Facility Managers Should Ramp Up Preparations for Healthcare Reform

American employers should get ready for a host of challenges linked to the ongoing implementation of the Affordable Care Act (ACA), said a team of LeClairRyan attorneys focused on helping clients cope with the 2,504-page healthcare reform package.

“Employees who lack coverage will not be able to buy insurance from the government’s Health Insurance Marketplace until Jan. 1, 2014—but this does not mean U.S. employers have a full year in which to make their final preparations for compliance,” noted LeClairRyan shareholder James P. Anelli during a recent webinar by the national law firm’s ACA team. “On the contrary, employment decisions made in 2013—regarding, for example, the number and types of employees on the payroll this year—could have a major impact on the bottom line in the year to come.”

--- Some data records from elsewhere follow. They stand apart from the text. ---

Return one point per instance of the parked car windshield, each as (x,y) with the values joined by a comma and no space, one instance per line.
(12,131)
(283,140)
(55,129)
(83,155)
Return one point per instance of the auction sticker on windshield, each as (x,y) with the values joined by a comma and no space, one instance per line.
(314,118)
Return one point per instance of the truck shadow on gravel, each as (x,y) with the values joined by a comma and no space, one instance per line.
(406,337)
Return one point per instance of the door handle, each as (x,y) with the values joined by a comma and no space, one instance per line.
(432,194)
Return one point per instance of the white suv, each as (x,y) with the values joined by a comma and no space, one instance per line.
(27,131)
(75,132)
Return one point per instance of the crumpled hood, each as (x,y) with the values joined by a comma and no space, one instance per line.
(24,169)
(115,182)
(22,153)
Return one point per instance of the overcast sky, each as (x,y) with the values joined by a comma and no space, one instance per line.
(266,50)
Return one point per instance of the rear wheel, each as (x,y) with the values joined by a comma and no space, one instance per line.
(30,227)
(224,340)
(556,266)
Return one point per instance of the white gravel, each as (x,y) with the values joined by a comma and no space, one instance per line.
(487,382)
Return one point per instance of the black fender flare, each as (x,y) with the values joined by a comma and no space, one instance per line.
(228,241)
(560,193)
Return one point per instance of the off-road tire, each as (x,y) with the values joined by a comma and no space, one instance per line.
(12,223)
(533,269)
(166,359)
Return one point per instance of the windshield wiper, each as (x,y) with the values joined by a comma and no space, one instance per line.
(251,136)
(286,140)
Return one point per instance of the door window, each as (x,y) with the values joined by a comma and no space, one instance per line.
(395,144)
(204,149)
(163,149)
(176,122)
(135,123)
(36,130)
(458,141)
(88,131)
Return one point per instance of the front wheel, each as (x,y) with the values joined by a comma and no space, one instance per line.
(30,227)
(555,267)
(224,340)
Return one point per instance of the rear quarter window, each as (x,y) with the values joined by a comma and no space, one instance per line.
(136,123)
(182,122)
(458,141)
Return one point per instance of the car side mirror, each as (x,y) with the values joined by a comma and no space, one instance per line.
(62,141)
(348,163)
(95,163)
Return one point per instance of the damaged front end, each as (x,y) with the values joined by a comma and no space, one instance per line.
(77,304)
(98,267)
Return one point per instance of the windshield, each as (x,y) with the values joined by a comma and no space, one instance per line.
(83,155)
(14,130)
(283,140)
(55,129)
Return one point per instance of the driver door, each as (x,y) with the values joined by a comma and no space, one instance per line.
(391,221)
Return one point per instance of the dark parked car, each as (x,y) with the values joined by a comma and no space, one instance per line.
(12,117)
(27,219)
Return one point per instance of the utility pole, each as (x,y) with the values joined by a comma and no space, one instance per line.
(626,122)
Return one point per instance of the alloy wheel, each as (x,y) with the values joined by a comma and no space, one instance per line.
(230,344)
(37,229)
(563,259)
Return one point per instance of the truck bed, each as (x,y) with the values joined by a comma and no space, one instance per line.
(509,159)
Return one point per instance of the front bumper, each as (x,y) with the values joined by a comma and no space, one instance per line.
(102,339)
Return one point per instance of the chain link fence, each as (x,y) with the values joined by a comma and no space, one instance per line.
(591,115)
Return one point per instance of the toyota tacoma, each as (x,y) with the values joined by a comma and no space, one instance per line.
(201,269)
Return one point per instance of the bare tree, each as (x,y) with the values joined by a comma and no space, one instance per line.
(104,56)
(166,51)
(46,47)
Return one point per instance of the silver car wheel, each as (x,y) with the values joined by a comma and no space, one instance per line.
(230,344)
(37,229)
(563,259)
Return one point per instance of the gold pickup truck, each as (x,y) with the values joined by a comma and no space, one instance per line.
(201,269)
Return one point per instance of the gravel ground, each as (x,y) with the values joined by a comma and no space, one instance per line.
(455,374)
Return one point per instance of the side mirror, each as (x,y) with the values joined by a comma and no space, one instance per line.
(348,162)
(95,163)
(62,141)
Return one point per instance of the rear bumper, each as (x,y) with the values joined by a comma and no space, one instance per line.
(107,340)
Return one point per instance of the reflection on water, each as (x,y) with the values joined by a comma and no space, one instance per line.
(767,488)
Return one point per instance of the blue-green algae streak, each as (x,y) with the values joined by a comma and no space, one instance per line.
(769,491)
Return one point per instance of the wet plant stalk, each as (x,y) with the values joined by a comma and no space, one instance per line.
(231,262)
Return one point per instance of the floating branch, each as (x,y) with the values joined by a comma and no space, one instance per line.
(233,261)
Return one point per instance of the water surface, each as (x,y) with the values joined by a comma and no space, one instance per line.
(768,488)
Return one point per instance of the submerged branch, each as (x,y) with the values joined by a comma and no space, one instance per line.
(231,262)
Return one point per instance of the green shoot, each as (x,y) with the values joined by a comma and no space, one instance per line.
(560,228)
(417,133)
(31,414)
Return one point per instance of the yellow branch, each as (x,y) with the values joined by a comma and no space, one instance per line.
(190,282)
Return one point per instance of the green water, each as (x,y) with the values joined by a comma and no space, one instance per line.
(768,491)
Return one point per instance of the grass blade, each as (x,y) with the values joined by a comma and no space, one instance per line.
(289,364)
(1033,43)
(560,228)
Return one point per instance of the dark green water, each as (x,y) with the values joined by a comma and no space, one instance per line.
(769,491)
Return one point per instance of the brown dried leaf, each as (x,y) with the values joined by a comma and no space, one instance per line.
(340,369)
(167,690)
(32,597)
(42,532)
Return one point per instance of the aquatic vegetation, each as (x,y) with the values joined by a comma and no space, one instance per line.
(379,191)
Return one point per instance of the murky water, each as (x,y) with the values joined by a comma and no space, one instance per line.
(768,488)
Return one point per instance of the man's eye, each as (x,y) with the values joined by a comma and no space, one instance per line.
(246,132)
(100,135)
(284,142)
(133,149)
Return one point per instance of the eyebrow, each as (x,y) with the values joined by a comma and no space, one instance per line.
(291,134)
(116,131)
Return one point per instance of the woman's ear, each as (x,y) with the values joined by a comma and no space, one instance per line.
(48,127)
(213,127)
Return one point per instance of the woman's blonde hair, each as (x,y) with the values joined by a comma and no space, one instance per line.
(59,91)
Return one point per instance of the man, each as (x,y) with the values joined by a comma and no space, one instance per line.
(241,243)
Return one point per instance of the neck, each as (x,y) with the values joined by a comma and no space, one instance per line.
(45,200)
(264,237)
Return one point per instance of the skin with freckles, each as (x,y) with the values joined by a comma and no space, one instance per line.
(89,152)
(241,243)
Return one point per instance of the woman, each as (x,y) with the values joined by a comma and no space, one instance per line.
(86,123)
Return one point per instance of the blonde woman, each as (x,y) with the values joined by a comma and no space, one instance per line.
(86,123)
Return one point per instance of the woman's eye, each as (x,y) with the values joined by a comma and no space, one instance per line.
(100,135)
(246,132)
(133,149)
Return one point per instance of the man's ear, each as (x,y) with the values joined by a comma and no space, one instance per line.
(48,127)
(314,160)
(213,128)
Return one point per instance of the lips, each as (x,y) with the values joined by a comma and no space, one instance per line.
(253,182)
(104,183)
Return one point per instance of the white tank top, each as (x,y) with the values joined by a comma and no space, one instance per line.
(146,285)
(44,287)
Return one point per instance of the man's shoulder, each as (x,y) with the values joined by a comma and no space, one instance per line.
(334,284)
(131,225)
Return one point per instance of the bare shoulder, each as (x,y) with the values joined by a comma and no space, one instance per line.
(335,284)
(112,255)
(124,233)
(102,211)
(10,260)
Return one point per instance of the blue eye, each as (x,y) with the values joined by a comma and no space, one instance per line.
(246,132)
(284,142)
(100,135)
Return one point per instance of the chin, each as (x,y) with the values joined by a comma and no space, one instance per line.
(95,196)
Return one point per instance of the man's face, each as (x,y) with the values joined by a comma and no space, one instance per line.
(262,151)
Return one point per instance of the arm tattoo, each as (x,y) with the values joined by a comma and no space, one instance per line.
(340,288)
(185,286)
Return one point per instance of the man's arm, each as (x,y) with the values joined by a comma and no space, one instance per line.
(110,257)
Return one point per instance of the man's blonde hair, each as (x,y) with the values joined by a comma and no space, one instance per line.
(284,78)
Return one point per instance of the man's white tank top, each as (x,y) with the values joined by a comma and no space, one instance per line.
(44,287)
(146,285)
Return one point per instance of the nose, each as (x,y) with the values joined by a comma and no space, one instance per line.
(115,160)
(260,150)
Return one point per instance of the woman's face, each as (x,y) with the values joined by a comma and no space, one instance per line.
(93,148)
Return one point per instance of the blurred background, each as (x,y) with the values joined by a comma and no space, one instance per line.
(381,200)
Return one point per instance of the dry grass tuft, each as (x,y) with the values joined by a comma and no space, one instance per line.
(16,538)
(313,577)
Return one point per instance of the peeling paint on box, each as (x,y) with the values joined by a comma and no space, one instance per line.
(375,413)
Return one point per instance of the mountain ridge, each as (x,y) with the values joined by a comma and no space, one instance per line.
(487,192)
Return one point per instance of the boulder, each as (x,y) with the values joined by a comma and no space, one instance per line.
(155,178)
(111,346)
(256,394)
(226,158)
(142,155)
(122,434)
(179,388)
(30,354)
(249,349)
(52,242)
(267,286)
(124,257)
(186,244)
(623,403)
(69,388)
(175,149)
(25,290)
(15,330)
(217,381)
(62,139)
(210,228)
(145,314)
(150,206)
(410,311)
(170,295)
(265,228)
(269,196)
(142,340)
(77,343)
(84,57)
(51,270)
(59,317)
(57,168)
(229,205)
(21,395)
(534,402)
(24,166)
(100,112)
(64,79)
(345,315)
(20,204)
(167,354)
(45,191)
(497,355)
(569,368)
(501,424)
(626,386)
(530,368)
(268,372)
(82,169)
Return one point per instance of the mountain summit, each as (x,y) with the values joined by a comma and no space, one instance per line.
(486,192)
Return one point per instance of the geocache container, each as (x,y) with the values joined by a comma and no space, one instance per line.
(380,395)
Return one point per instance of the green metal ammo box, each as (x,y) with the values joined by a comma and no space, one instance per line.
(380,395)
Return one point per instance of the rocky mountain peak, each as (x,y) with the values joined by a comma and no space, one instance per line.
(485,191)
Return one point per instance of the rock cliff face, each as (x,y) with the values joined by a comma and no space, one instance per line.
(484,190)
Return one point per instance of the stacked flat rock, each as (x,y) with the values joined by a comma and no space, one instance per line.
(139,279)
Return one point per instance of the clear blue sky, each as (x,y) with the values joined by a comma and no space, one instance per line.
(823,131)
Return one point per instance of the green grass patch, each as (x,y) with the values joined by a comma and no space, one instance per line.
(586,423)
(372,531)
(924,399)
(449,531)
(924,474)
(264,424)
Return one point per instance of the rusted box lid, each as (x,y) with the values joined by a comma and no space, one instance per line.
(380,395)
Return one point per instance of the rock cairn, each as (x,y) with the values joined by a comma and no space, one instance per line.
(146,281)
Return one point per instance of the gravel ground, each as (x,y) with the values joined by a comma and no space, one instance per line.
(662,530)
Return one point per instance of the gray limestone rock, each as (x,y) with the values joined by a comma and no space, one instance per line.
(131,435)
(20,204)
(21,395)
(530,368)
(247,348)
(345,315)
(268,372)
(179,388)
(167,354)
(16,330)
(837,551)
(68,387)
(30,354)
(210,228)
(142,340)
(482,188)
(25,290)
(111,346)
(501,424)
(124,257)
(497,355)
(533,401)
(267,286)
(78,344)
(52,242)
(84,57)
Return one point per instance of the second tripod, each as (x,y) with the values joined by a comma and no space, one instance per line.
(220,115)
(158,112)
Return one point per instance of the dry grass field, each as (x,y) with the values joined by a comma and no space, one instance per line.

Key provisions of ACA have already taken effect, with more to come online in 2013. Failure to understand the ramifications of these changes, the attorneys noted, could lead to costly penalties, missed tax credits, time-consuming and expensive litigation, lost opportunities for employees, and other adverse consequences. As a result, companies should waste no time in determining exactly how ACA’s extensive mandates might affect their operations, said Anelli, who is based in the firm’s Newark office.

One of the broadest statutory enactments in the past 50 years, the healthcare reforms will be overseen and enforced by multiple government agencies. “The complexity here is enormous,” noted Anelli, who focuses his practice on labor and employment issues. “The IRS, Department of Labor, Health and Human Services, and Treasury have been providing various guidances for the past two years. But we are clearly still in the initial stages of understanding the terms of ACA and how various sections of it will be implemented. It is critical to stay abreast of this changing regulatory landscape.”

While the ACA applies to public, private, and non-profit employers with 50 or more “F-T employees,” what this actually means in practice is more complex, noted veteran healthcare attorney Neil Ekblom, a shareholder in LeClairRyan’s New York City office. Whether a company is large enough to be covered under ACA, for example, hinges largely on a formula that includes the accumulated hours of part-time employees as a variable, he explained. “Even some of ACA’s basic requirements for employers, such as what exactly is meant by Minimum Essential Coverage or ‘MEC,’ have yet to be clarified by IRS and HHS,” Ekblom noted.